磷酸緩沖液的緩沖pH值范圍非常***,可配置各種pH值的酸性、堿性和中性緩沖液,配制酸性緩沖液可直接用NaH2PO4或KH2PO4,pH范圍在1-5;堿性緩沖液可直接用Na2HPO4或K2HPO4,pH范圍在9-12;中性緩沖液則用等濃度的NaH2PO4和Na2HPO4或者等濃度的KH2PO4和K2HPO4溶液混合,pH在。通常所說(shuō)的磷酸緩沖液的濃度是指溶液中含有的所有的磷酸根離子的濃度,而不是鈉離子(Na+)或者鉀離子(K+)的濃度。正是因?yàn)槿绱?,在配制中性緩沖液時(shí),用等濃度的NaH2PO4和Na2HPO4或者等濃度的KH2PO4和K2HPO4溶液混合,并不影響磷酸根離子的濃度,所得的緩沖液濃度仍是等濃度的NaH2PO4和Na2HPO4或者等濃度的KH2PO4和K2HPO4溶液原來(lái)的濃度,但是緩沖液中的鈉離子(Na+)或者鉀離子(K+)的濃度已經(jīng)發(fā)生變化。

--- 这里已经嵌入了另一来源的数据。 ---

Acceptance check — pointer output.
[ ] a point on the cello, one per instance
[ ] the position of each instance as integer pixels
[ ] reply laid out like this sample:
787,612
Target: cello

3.高溫高壓**后,4℃保存。SolutionI(質(zhì)粒提取用)組份濃度:25mMTris-HCl(),10mMEDTA,50mMGlucose配制量:1L配制方法:1.量取下列溶液,置于1L燒杯中。2.高溫高壓**后,4℃保存。3.使用前每50ml的SolutionI中加入2ml的RNaseA(20mg/ml)。SolutionII(質(zhì)粒提取用)組份濃度:200mMNaOH,1%(W/V)SDS配制量:500ml配制方法:1.量取下列溶液,置于500ml燒杯中10%SD50ml2NNaOH50ml2.加**水定容至500ml,充分混勻3.室溫保存,此溶液保存時(shí)間比較好不要超過(guò)一個(gè)月注意:SDS易產(chǎn)生氣泡,不要?jiǎng)×覕嚢鑃olutionIII(質(zhì)粒提取用)組份濃度:3MKOAc,5MCH3COOH配制量:500ml配制方法:1.稱量下列試劑,置于500ml燒杯中。2.加入300ml去離子水后攪拌溶解。3.加去離子水將溶液定容至500ml。4.高溫高壓**后,4℃保存。MEDTA()組份濃度:MEDTA配制量:1L配制方法:1.稱取gNa2EDTA·2H2O,置于1L燒杯中。2.加入約800ml的去離子水,充分?jǐn)嚢琛?.用NaOH調(diào)節(jié)pH值至(約20gNaOH)。注意:pH值至,EDTA才能完全溶解。4.加去離子水將溶液定容至1L。5.適量分成小份后,高溫高壓**。6.室溫保存。1MDTT組份濃度:1MDTT配制量:20ml配制方法:1.稱取gDTT,加入到50ml塑料離心管內(nèi)。2.加20ml的MNaOAc()。在生化研究工作中,常常需要使用緩沖溶液來(lái)維持實(shí)驗(yàn)體系的酸堿度。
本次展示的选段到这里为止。